三人跟着六哥七歪八拐进了个死胡同,没瞧见人影正要走,突然从身后传来一阵有点儿不屑的声音。
“几位这是,在找我啊?”
阮惊月转头看他。长相精明,头上带着毛线帽,双手插兜满脸胡渣,长得就挺像小混混,是走在路边上小姑娘看了都会躲得远远的那种。
程凤台朝他笑:“六哥是吗,我们想找您打听个事。”
六哥领着好几个小喽啰,个个看起来痞里痞气的,手里揣着根木棒,一副要干架的架势。
“我这人特别好说话,只要过会儿你们仨还能站起来,问什么都行,”他敲了敲手里的木棒,“但是我就怕……待会儿这鼻子里不喘气了啊。”
“办他们!”
程凤台本能拉过阮惊月往后退。
小姑娘不耐打,更不能受伤了,自己上去还白给人添麻烦,这几个小喽啰交给商细蕊就成。
商细蕊从前说,他的武可不比他的戏差。
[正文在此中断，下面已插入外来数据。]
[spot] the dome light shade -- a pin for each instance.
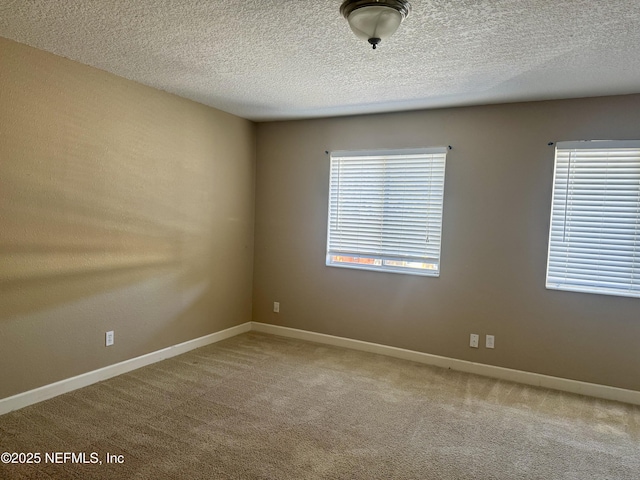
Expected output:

自幼跟着商老班主学商家棍,那同平日里在戏台子上耍耍花样的武生招式不一样,是真正能打出人命来的。
反应速度快,下手狠。
可到底寡不敌众,打着跟前的还得防着身后的,商细蕊挨了六哥狠狠的一棍子。打得额角冒血。
阮惊月看得心头一颤,跟自个儿受了伤似的。
“蕊……”
她还没喊出口,就看见程凤台抽了腰间的手枪,抬起手来对准了正要上前打二人的六哥。
他声音冷峻:“你还敢打他?”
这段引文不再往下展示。